After 17 years advising expats, living the life, and having been a resident in 5 countries, here’s what I think you need to know before going offshore. This article is from a tax, IRA, and business perspective. I’ll be coming out with a post on more personal items you need to consider before going offshore.
Also, this post is written for US citizens. We gringos must deal with the US IRS no matter where we live. The US government always has its hand out. Here’s what you need to know about going offshore as a US citizen.
Capital Gains
For most of us, capital gains are always taxable. It doesn’t matter where you live, so long as you hold a US passport or green card, the IRS wants 20% of your passive income. We hear lots about the tax breaks of Apple and others offshore… none of these tax deals make any difference to you.
Even if you’re a resident of a foreign country and qualify for the Foreign Earned Income Exclusion, the IRS still wants its share of your capital gains. If you pay capital gains tax in a foreign country, you get a dollar for dollar credit on your US tax return.
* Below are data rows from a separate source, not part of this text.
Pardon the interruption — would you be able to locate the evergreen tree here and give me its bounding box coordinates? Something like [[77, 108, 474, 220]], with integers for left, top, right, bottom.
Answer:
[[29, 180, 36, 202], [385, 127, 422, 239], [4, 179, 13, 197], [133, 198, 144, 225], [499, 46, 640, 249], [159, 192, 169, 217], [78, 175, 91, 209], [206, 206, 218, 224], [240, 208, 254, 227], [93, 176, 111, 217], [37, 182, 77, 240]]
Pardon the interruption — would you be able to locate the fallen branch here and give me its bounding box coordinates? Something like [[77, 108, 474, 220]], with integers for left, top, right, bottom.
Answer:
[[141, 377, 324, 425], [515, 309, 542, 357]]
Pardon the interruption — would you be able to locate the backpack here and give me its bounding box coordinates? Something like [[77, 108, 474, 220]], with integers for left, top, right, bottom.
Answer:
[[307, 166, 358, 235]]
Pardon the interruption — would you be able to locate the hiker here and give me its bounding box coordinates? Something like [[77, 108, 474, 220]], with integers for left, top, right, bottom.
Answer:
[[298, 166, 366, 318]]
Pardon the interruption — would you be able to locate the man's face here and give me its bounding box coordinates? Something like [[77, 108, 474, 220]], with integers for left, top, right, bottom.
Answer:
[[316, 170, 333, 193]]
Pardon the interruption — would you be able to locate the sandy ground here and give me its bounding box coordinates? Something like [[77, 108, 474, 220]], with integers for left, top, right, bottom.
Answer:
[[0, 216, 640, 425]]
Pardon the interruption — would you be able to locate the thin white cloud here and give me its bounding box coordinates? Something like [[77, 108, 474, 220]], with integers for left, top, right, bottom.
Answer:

This is called the Foreign Tax Credit and eliminates double tax on your income.
For example, you sell a rental property in Nicaragua in 2017 for a gain of $100,000. The capital gains rate in Nicaragua is 10% and the capital gains rate in the US is 20% (assuming Obamacare is repealed under Trump). So, you pay $10,000 to Nicaragua and $10,000 to the United States for the honor of carrying a blue passport.
If this same transaction occurred in Belize, where there is no capital gains tax, 100% of the capital gains tax goes to Uncle Sam. You pay 0% to Belize and 20% to the United States.
If you sell a rental property in the UK, your tax rate will be 28%. This means you’ll pay $28,000 to the UK and zero to the United States.
You can avoid these taxes by purchasing foreign real estate in your IRA or in an offshore life insurance policy. For more information on capital gains and real estate see Where to buy international real estate in 2017.
Accessing Your Retirement Accounts
Our most liquid asset is our retirement account. We might have more value stored up in real estate, but it’s hard to get that out of the United States. If you’re looking for money to invest offshore, consider your IRA.
You can move your IRA offshore if the account has “vested.” A vested account is typically one from a previous employer. When you leave a job, you have the right to take that account with you, and that’s when the retirement account “vests.”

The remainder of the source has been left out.